• Letra Espírita

A Parábola do Grande Juízo



Ariel Telo

Uma das mais imperiosas parábolas de Jesus é aquela conhecida como “A Parábola do Grande Juízo”, ou, ainda, “A Parábola do Grande Julgamento”. Nela estão contidos os principais ensinamentos cristãos: o amor, a caridade e a fraternidade, ensinamentos sobre os quais não há divergências, o que independe de qualquer religião ou credo. Pode-se observar nela, também, a Lei de Causa e Efeito, sobre a qual tanto prega o Espiritismo:


“Quando, pois vier o Filho do homem na sua glória, e todos os anjos com ele, então se assentará no trono da sua glória; e diante dele serão reunidas todas as nações; e ele separará uns dos outros, como o pastor separa as ovelhas dos cabritos; e porá as ovelhas à sua direita, mas os cabritos à esquerda.”

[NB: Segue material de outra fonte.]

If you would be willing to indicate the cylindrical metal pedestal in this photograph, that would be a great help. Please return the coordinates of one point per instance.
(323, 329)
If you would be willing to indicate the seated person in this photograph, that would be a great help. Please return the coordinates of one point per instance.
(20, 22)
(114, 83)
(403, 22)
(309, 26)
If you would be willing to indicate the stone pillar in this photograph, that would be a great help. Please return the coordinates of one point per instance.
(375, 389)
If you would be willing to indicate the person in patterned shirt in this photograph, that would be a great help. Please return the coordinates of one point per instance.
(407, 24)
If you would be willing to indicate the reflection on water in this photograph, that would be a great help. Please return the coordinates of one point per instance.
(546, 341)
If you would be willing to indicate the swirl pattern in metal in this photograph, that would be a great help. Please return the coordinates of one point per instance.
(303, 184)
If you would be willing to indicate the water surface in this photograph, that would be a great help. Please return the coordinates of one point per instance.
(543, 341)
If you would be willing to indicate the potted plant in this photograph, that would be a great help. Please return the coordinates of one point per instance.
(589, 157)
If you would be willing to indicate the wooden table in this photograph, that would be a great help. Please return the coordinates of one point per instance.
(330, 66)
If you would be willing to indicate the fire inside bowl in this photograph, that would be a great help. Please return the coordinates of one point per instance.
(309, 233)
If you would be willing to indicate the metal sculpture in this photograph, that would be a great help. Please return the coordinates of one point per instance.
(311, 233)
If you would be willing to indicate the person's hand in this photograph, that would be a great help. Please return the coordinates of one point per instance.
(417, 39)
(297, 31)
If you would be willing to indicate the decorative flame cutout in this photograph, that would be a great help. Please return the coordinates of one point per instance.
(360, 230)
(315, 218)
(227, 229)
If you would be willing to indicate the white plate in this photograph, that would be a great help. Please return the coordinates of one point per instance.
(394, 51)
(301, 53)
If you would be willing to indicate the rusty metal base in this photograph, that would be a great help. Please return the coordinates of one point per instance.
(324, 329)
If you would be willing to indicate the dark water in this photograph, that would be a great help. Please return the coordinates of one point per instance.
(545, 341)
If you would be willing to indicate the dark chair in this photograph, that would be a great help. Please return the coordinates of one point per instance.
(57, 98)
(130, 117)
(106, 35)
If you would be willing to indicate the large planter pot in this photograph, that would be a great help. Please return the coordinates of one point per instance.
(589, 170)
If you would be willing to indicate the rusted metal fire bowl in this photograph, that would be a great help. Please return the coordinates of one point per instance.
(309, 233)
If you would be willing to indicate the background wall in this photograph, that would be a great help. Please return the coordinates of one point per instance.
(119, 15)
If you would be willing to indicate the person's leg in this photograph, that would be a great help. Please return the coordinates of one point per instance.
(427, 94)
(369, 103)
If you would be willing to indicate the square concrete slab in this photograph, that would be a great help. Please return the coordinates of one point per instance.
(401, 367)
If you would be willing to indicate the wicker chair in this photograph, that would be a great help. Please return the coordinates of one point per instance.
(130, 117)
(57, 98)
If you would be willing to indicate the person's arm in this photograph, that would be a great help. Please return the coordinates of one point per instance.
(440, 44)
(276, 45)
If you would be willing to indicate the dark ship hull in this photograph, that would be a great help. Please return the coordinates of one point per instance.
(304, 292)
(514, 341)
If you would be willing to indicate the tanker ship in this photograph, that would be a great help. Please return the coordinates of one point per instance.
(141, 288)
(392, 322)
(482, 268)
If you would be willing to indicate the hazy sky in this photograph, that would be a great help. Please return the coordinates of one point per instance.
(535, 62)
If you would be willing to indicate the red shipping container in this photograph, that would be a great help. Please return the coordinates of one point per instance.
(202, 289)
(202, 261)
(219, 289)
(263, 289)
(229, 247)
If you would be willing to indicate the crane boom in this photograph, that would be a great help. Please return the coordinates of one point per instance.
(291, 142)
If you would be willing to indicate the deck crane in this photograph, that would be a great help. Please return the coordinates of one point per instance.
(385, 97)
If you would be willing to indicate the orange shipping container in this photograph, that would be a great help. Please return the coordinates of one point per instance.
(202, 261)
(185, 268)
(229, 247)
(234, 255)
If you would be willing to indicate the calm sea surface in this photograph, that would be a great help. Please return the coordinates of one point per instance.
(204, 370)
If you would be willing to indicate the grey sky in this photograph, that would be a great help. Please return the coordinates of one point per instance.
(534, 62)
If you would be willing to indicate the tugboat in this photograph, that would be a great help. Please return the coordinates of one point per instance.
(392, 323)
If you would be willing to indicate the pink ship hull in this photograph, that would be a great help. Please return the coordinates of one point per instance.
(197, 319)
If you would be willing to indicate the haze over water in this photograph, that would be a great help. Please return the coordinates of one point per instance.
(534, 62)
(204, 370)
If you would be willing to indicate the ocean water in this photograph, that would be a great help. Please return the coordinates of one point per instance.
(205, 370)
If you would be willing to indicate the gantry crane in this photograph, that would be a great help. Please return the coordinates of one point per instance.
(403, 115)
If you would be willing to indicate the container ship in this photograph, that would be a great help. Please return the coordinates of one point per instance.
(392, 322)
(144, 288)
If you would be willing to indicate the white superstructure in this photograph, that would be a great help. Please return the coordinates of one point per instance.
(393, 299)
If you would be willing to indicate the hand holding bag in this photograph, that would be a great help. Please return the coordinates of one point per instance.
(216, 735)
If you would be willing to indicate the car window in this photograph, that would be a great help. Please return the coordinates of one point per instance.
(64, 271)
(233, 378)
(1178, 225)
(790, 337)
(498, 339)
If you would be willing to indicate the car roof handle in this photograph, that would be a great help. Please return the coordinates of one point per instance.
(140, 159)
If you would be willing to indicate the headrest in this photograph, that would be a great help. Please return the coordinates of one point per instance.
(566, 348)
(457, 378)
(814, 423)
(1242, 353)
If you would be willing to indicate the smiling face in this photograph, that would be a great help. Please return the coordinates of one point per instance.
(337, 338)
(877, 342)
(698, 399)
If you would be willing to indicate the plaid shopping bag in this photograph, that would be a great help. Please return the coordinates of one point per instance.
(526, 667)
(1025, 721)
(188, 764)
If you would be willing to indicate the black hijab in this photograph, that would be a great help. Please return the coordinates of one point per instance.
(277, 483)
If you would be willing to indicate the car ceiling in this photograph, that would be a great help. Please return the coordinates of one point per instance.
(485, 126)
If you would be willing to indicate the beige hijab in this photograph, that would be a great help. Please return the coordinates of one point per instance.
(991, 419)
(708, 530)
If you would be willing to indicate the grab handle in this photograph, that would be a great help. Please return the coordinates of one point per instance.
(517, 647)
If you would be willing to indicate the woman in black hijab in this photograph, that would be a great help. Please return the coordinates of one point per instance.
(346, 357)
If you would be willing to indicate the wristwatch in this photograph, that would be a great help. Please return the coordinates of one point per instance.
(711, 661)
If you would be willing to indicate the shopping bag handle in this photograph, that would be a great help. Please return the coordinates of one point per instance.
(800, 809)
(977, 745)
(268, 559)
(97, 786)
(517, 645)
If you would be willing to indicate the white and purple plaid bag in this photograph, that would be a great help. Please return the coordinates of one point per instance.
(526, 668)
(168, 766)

“Então dirá o Rei aos que estiverem à sua direita: Vinde, benditos de meu Pai. Possuí por herança o reino que vos está preparado desde a fundação do mundo; porque tive fome, e me destes de comer; tive sede, e me destes de beber; era forasteiro, e me acolhestes; estava nu, e me vestistes; adoeci, e me visitastes; estava na prisão e fostes ver-me. Então os justos lhe perguntarão: Senhor, quando te vimos com fome, e te demos de comer? ou com sede, e te demos de beber? Quando te vimos forasteiro, e te acolhemos? ou nu, e te vestimos? Quando te vimos enfermo, ou na prisão, e fomos visitar-te? E responder-lhes-á o Rei: Em verdade vos digo que, sempre que o fizestes a um destes meus irmãos, mesmo dos mais pequeninos, a mim o fizestes.”


“Então dirá também aos que estiverem à sua esquerda: Apartai- vos de mim, malditos, para o fogo eterno, preparado para o Diabo e seus anjos; porque tive fome, e não me destes de comer; tive sede, e não me destes de beber; era forasteiro, e não me acolhestes; estava nu, e não me vestistes; enfermo, e na prisão, e não me visitastes. Então também estes perguntarão: Senhor, quando te vimos com fome, ou com sede, ou forasteiro, ou nu, ou enfermo, ou na prisão, e não te servimos? Ao que lhes responderá: Em verdade vos digo que, sempre que o deixaste de fazer a um destes mais pequeninos, deixastes de o fazer a mim. E irão eles para o castigo eterno, mas os justos para a vida eterna.”


A metáfora contida nessa tão majestosa parábola remete àquela do conhecido “Juízo Final”. Segundo a crença, Jesus voltaria, com seus anjos, e separaria os bons, representados pelas ovelhas, dos maus, representados pelos cabritos. Nessa ocasião, Cristo, o Rei, diria aos justos que eles herdariam o Reino dos Céus, porque, nas palavras d’Ele, “tive fome, e me destes de comer; tive sede, e me destes de beber; era forasteiro, e me acolhestes; estava nu, e me vestistes; adoeci, e me visitastes; estava na prisão e fostes ver-me”.


Os justos, no entanto, na parábola, não compreendiam quando é que teriam dado todo aquele amparo a Jesus, sendo que a maioria deles nem sequer poderia tê-lo visto em vida. Logo em seguida, Ele esclarece que todo o bem, feito a qualquer um de nossos irmãos, mesmo aquele mais pequenino, equivaleria a fazer bem ao próprio Cristo.


O mesmo dir-se-ia aos maus, que estavam condenados, não por fazer mal diretamente ao Mestre, mas por prejudicar – ou omitir-se de ajudar – os seus irmãos, pois isso seria o mesmo que fazer mal a Deus, ou melhor, seria o mesmo que ofender as suas Leis.


Esse precioso ensinamento ressalta aqueles dois outros, dados pelo Mestre Jesus, e por Ele chamado os maiores dos ensinamentos: amar a Deus sobre todas as coisas e ao próximo como a nós mesmos. Pois não há como amar a Deus sem amar o próximo, nem como infligir mal a outrem sem violar as Leis de Deus, pois tudo aquilo quanto é feito de mal a quem quer que seja, também é mau aos olhos do Criador.


É necessário amar a Deus através de sua obra e de sua criação. É necessário amar a vida, a natureza e os nossos semelhantes, sem o que é impossível amar a Deus. Amemo-nos, por fim, e auxiliemo-nos mutuamente, pois que o Amor é, de todos, o maior mandamento, e a Caridade é o Amor posto em prática.